We headed to the Royal Academy to see the new Sensing Spaces exhibition.  In this exciting and interactive exhibition, the RA are encouraging us to see architecture as something otherwise than just something to be looked at.  The opportunity to climb up to the ceiling of the RA on this is certainly not to be missed.

Ask somebody what they think about architecture, and they will probably say something like, ‘Looking at buildings.’  The RA wants us to re-examine how we interact with buildings, and so how they make us feel. To do this, they are appealing to our different senses.
You arrive in the courtyard to some discarded pieces of sculpture, an abandoned Stonehenge if you like.  Sometimes the courtyard at the RA is impressive, it probably can’t be regarded quite like that this time.

The Blue Pavilion Installation by Chilean firm Pezo von Ellrichshausen at Sensing Spaces

And back into the room with what feels like a huge wooden climbing frame.  Marvel at this monumental structure for a while from beneath and let it challenge your sense of perspective. And then go up one of the four spiral staircases. In organised English form, two head upwards, and two allow you to descend, I had in mind following the White Rabbit in Alice in Wonderland.  Then look at this glorious RA room from a most-unusual perspective.
If you’re a regular at the RA I bet you’ve never even noticed these angels before.  And now you can go eyeball-to-eyeball with them.  They’ve even cut sections out of the wooden climbing frame to help you see which suggests to me that the architect wanted you to look at the room as much as at his installation.

Kengo Kuma on the importance of scent in architecture at Sensing Spaces

I’d recommend that you arrive at the exhibition the moment it opens, and go into the first hallway; turn left into the room with the wooden climbing frame (my first picture), turn left at the end of this, and then go straight on into the dark rooms.  If you’re lucky you’ll get them to yourself.  They’re slightly chilly – or they were on Sunday – completely dark and touched with the scent of bamboo, the bamboo having been woven into geometric shapes.  It’s a weird experience, a little like going into a sauna that isn’t switched on, or a chilly bathroom with bamboo blinds.  But if you’ve followed my advice then you won’t be plagued with other people.
Head back past the concrete arch (made from reinforced concrete, showing what delicate items you can create with it).  Every other visitor has touched it, and felt how like metal it is.

A Tunnel by Diebedo Francis Kere at Sensing Spaces

And then go to the next  installation by German-born Kere and interact with it directly by using these long plastic drinking straws, which are provided in near-limitless quantity.When the exhibition opened, this was a white skeleton, waiting for the arrival of the first visitors.  Now the overall effect is of a sweetshop of pastel colour.  Insert your drinking straws as you wish. It was definitely the most popular place for the children of all ages at the exhibition, allowing them to interact with the installation, and to design their environment themselves.  Artwork you’re allowed to graffiti, what fun!
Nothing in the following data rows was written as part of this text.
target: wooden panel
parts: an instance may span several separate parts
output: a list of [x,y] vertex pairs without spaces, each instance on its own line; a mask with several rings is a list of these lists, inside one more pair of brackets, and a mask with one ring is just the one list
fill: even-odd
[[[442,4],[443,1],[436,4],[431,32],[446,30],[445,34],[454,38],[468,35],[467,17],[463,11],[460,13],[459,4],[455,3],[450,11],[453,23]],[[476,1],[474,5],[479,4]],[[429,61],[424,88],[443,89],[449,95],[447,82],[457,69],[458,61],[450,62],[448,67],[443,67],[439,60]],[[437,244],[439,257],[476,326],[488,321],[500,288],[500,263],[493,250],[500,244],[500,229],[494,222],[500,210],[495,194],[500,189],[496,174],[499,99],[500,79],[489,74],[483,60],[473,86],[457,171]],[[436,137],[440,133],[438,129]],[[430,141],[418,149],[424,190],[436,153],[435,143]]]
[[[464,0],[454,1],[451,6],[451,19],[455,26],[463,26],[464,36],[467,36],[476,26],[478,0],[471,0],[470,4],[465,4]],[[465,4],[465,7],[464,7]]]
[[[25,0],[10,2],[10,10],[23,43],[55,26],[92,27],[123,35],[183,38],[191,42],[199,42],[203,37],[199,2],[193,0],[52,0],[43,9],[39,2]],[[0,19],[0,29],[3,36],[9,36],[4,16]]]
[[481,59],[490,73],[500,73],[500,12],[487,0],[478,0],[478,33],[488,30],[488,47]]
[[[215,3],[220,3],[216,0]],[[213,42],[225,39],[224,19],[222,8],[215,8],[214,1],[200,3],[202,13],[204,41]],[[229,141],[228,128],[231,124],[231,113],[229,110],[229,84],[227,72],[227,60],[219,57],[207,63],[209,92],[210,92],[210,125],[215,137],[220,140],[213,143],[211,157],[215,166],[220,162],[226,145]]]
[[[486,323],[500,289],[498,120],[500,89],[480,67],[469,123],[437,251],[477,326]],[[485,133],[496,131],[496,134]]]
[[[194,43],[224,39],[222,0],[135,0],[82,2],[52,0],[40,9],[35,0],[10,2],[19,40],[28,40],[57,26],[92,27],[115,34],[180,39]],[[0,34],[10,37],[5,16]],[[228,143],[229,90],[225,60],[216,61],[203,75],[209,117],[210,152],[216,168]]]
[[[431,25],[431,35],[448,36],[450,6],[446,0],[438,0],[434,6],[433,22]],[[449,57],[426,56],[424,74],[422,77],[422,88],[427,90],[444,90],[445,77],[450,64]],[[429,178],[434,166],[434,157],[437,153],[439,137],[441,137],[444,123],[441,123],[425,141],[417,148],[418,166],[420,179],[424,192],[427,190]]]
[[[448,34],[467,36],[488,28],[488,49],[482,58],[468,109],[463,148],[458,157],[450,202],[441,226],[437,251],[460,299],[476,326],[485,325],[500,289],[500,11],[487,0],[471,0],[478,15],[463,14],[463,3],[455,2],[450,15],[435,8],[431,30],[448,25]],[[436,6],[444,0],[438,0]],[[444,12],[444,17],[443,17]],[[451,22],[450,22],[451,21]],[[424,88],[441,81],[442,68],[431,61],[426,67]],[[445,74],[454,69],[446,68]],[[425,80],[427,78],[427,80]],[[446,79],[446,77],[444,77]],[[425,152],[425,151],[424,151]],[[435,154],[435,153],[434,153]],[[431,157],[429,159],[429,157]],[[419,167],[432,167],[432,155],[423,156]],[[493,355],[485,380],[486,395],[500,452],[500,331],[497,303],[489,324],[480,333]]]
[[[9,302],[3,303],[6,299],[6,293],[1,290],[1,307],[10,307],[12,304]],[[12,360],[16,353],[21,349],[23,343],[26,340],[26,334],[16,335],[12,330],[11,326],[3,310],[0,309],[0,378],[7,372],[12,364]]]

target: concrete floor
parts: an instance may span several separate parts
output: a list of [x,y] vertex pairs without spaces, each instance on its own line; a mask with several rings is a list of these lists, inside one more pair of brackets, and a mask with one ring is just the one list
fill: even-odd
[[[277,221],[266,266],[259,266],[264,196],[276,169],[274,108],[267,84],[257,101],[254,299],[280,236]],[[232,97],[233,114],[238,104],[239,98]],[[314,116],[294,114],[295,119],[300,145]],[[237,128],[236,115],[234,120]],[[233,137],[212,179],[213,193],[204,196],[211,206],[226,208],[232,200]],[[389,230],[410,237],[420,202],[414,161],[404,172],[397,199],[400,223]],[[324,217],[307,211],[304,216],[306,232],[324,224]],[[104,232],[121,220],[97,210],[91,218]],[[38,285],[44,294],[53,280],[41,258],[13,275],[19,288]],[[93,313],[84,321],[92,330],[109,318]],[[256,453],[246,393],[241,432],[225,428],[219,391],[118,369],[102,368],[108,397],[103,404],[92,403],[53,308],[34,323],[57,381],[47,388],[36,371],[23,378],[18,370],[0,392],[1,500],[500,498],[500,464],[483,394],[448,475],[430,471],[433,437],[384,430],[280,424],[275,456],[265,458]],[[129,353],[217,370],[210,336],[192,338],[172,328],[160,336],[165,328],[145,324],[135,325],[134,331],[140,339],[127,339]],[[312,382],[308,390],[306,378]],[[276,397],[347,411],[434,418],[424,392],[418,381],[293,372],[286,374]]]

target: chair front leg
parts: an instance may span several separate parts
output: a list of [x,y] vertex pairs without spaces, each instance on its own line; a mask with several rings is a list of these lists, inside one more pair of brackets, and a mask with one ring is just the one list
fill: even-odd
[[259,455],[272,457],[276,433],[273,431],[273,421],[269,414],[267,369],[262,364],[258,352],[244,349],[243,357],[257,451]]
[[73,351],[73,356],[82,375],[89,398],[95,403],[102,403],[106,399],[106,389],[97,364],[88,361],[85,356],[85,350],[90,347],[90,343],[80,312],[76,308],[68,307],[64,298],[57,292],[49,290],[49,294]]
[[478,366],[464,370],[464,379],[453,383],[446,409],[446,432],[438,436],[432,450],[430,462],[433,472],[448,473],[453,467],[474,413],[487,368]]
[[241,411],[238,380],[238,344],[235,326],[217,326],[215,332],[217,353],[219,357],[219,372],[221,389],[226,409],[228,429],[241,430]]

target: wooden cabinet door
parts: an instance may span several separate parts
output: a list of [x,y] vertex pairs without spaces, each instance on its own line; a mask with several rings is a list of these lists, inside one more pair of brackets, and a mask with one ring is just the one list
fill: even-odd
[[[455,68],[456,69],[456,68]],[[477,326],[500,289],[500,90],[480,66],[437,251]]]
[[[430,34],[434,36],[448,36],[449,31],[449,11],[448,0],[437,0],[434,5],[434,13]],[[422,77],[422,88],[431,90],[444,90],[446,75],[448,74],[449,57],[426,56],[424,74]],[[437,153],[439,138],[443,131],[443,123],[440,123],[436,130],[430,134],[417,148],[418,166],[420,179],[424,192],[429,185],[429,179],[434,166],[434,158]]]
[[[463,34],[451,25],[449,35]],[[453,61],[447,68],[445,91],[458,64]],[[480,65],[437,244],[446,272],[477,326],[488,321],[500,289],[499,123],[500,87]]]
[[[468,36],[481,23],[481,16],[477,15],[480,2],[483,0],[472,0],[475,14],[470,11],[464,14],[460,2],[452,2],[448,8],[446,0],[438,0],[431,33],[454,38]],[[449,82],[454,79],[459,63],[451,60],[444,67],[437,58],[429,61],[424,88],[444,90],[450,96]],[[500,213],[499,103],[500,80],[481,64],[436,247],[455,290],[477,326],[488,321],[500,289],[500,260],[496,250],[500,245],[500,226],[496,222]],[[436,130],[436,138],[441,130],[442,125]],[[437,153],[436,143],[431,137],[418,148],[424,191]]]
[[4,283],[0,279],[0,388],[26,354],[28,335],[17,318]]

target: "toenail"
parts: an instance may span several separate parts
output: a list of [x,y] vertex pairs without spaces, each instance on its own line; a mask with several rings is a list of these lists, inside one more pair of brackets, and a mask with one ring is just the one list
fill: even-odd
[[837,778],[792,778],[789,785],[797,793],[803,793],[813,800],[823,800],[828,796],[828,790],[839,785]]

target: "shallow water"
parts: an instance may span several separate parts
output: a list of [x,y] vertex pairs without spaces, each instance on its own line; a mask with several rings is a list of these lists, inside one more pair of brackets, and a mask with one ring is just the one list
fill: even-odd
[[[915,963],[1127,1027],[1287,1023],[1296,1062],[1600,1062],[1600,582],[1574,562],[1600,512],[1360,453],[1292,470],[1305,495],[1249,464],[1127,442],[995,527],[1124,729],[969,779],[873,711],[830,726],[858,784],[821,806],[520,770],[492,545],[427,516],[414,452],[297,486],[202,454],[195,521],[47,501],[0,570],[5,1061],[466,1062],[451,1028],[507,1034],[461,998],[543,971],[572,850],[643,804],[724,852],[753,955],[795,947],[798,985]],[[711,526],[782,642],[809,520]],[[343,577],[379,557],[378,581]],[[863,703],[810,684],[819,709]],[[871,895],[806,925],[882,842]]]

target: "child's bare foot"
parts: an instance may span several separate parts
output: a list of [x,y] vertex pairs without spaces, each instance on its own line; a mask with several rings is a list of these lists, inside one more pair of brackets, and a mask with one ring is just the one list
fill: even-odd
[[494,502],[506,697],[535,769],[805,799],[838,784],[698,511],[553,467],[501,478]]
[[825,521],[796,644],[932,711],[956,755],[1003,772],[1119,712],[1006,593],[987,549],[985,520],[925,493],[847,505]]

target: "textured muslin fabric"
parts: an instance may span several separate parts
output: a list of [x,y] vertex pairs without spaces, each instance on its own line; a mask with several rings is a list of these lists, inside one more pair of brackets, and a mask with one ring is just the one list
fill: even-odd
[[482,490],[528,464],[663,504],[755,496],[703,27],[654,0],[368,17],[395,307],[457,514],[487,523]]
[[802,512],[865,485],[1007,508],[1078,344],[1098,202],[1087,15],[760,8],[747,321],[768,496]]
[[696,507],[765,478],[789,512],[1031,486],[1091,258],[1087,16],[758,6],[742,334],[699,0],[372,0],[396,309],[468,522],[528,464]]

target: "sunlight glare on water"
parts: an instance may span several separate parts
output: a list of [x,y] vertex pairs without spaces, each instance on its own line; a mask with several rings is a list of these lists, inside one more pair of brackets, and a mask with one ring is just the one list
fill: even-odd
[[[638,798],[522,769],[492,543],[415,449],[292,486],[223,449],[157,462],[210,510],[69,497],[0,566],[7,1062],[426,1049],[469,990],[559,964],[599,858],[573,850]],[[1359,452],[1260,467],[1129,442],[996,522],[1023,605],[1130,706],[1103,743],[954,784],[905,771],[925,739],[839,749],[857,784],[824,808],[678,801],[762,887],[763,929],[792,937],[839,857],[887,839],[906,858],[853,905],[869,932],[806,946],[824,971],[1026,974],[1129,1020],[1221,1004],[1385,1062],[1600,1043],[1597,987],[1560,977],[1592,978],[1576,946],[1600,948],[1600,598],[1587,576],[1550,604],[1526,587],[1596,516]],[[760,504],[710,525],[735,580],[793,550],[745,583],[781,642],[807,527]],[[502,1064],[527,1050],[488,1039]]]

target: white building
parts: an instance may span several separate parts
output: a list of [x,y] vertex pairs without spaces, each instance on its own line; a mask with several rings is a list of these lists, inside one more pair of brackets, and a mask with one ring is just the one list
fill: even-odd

The final two rooms were about light, but they didn’t really work for me as they were just two big barns of rooms.  It was a shame to end the exhibition on a weak note, as the rest of it was a real eye-opener.  Go, before it ends, here are the visiting times.

I really recommend getting a copy of the book Sensing Spaces and reading it before going as it will help you to understand what the architects are aiming for.  There aren’t any guide books in the rooms, and you will miss out on the nuances without it.